AIRFLOW__KUBERNETES__GIT_REPO: https://github.com/noseka1/airflow-example-bookstore
AIRFLOW__KUBERNETES__GIT_BRANCH: master
AIRFLOW__KUBERNETES__GIT_DAGS_FOLDER_MOUNT_POINT: /opt/airflow/dags
AIRFLOW__KUBERNETES__DAGS_VOLUME_SUBPATH: repo
dags:
git:
url: https://github.com/noseka1/airflow-example-bookstore
gitSync:
enabled: true
Apply the configuration changes using Helm:
$ helm upgrade airflow -f values.yaml ./airflow
This section configures Airflow to send logs to the S3 bucket hosted by Noobaa.
Follow the guidance in Generating a connection URI to generate a connection URI:
For example:
import json
from airflow.models.connection import Connection
c = Connection(
conn_id='MyS3Conn',
conn_type='S3',
host='',
login='',
password='',
extra=json.dumps(
dict(
host='https://s3-openshift-storage.apps.cluster-04c1.sandbox321.opentlc.com',
aws_access_key_id='YSSUAtO4mFqJFW2mGcnJ',
aws_secret_access_key='F0TJj9O7BP2nrcwaKVWbL1EP4iWy4f3GoiQIt+eM'
)
),
)
print(f"AIRFLOW_CONN_{c.conn_id.upper()}='{c.get_uri()}'")

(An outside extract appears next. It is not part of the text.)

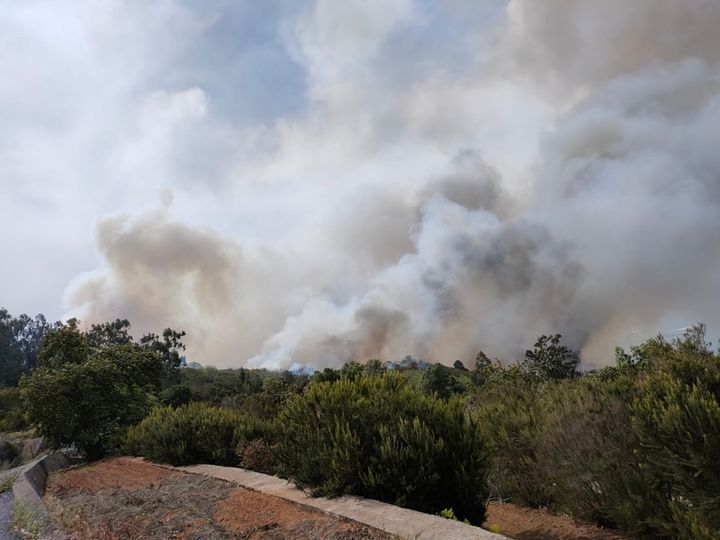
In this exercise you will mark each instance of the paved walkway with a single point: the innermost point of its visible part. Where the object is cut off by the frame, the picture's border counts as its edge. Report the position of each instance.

The above Python script will print:
AIRFLOW_CONN_MYS3CONN='s3://?host=https%3A%2F%2Fs3-openshift-storage.apps.cluster-04c1.sandbox321.opentlc.com&aws_access_key_id=YSSUAtO4mFqJFW2mGcnJ&aws_secret_access_key=F0TJj9O7BP2nrcwaKVWbL1EP4iWy4f3GoiQIt%2BeM'
Edit the values.yaml
file to configure the remote logging:
airflow:
config:
AIRFLOW__CORE__REMOTE_LOGGING: "True"
AIRFLOW__CORE__REMOTE_BASE_LOG_FOLDER: "s3://mybucket"

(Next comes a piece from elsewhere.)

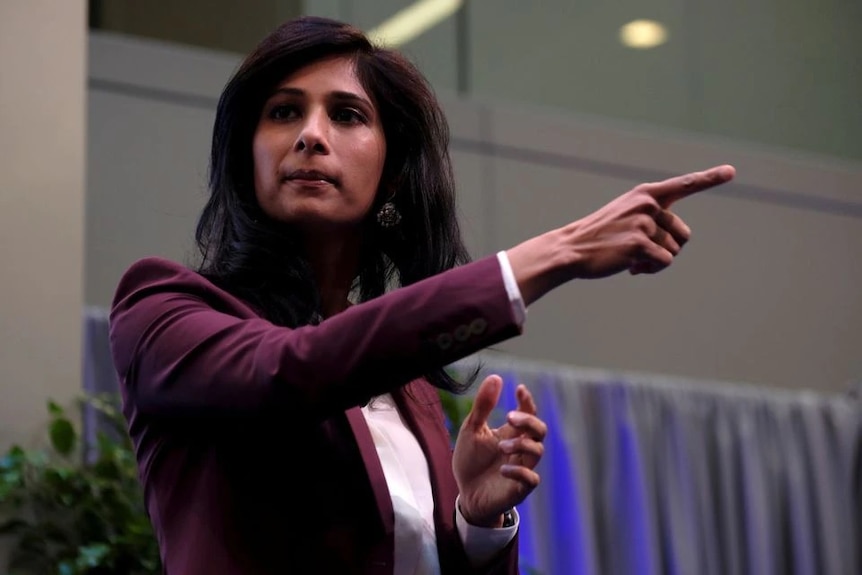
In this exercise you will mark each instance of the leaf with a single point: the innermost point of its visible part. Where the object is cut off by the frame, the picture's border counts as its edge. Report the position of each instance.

AIRFLOW__CORE__REMOTE_LOG_CONN_ID: "MyS3Conn"
AIRFLOW__CORE__ENCRYPT_S3_LOGS: "False"
AIRFLOW_CONN_MYS3CONN: 's3://?host=https%3A%2F%2Fs3-openshift-storage.apps.cluster-04c1.sandbox321.opentlc.com&aws_access_key_id=YSSUAtO4mFqJFW2mGcnJ&aws_secret_access_key=F0TJj9O7BP2nrcwaKVWbL1EP4iWy4f3GoiQIt%2BeM'
Apply the configuration changes using Helm:
$ helm upgrade airflow -f values.yaml ./airflow